For more information: Catherine Anderson at cla213@is.nyu.edu

a symposium sponsored by The Cuba Legal Studies Group at New York University School of Law

WEDNESDAY, JANUARY 26, 2000 5:30 – 9:00 PM NYU School of Law, Greenberg Lounge 40 Washington Square South, New York City

The Cuba Legal Studies Group at New York University School of Law will bring together legal scholars and public policy experts to participate in the ongoing international debate about the legitimacy of the continuing United States Embargo of Cuba. The panel participants will address the latest developments in the thirty-seven-year-old embargo, specifically the Helms-Burton Act.

Shortly after the downing of two American planes that had allegedly violated Cuban airspace in 1996, Congress passed the Helms-Burton Act. The Act strengthened the United States embargo of Cuba that had been in effect since 1962 and imposed new secondary boycotts on U.S. trading partners under Title IV of the Act. Mexico and Canada have condemned Title IV as a violation of Chapter 16 of the North American Free Trade Agreement (NAFTA). The foreign ministers of the European Union (EU) have also challenged the Act before the World Trade Organization (WTO).
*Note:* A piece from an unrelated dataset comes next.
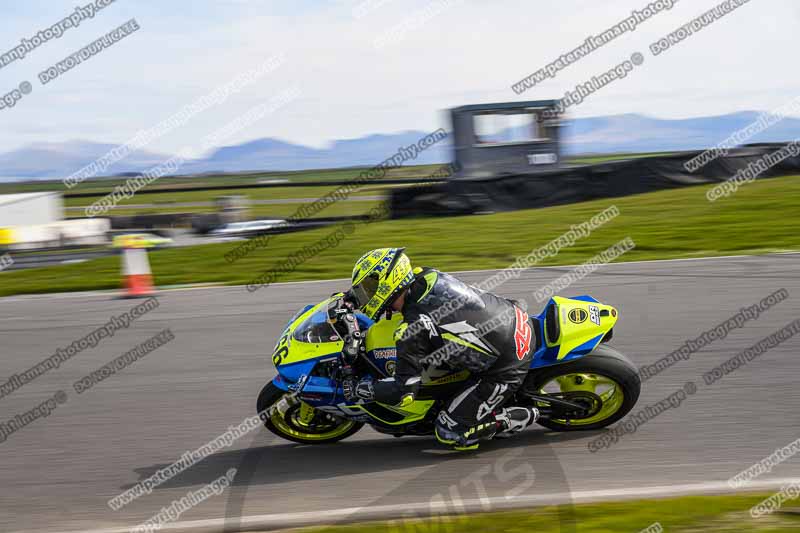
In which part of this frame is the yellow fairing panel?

Many international public law experts have criticized the Act as a violation of the customary rules of international law.
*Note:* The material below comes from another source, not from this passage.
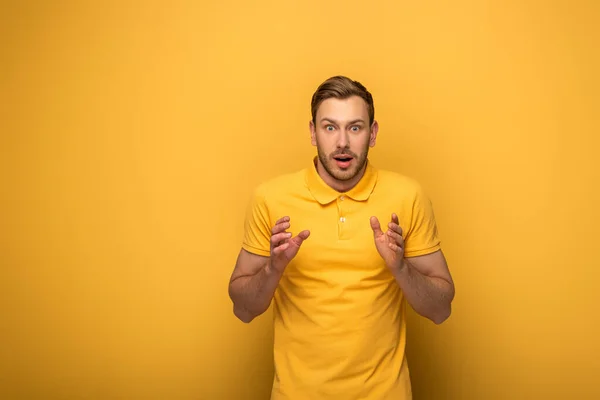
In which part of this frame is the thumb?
[290,230,310,247]
[371,217,383,237]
Panelists include experts on all sides of the issue: His Excellency Rafael Dausá Céspedes, Ambassador Extraordinary and Plenipotentiary Deputy Permanent Representative of Cuba to the United Nations; Brice M. Clagett, Esq., Partner, Covington & Burling, author of “Title III of the Helms-Burton Act is Consistent with International Law”; Sandra Levinson, Executive Director, Center for Cuban Studies, New York City; Michael Krinsky, Esq., Partner, Rabinowitz, Boudin, Standard, Krinsky & Lieberman, PC, a law firm representing Cuba; Terry Maroney, Esq., Director, Youth Project, Urban Justice Center, NYU School of Law, Class of 1998, and Co-founder of NYU’s Cuba Legal Studies Group; and Professor Carlos Rosenkrantz, University of Buenos Aires, Argentina, NYU School of Law, Global Law Faculty.
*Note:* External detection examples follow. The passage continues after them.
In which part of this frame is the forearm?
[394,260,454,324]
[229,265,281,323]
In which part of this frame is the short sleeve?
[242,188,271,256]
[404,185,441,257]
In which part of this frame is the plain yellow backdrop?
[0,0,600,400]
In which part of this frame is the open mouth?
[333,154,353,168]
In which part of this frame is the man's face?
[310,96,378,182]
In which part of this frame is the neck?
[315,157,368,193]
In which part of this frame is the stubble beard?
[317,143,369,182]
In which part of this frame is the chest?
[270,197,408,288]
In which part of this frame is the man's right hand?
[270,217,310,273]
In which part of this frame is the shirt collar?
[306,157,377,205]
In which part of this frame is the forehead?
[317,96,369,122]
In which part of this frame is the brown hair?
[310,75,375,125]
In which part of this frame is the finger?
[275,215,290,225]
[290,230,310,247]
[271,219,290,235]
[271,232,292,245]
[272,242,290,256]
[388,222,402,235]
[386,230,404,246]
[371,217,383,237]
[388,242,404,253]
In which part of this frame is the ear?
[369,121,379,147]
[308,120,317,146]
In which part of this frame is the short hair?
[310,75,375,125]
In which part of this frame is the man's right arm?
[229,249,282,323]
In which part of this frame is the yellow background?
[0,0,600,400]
The symposium has been organized by NYU Law School’s Cuba Legal Studies Group (CLSG), an educational, non-partisan, student organization dedicated to the study of Cuban law and society. CLSG strives to create a forum for critical discussion and analysis of Cuba and U.S.-Cuba relations. For the past three years, CLSG has sponsored legal research trips by NYU Law students to Cuba where students have taken courses at the University of Havana Law School and observed a variety of Cuban Legal institutions.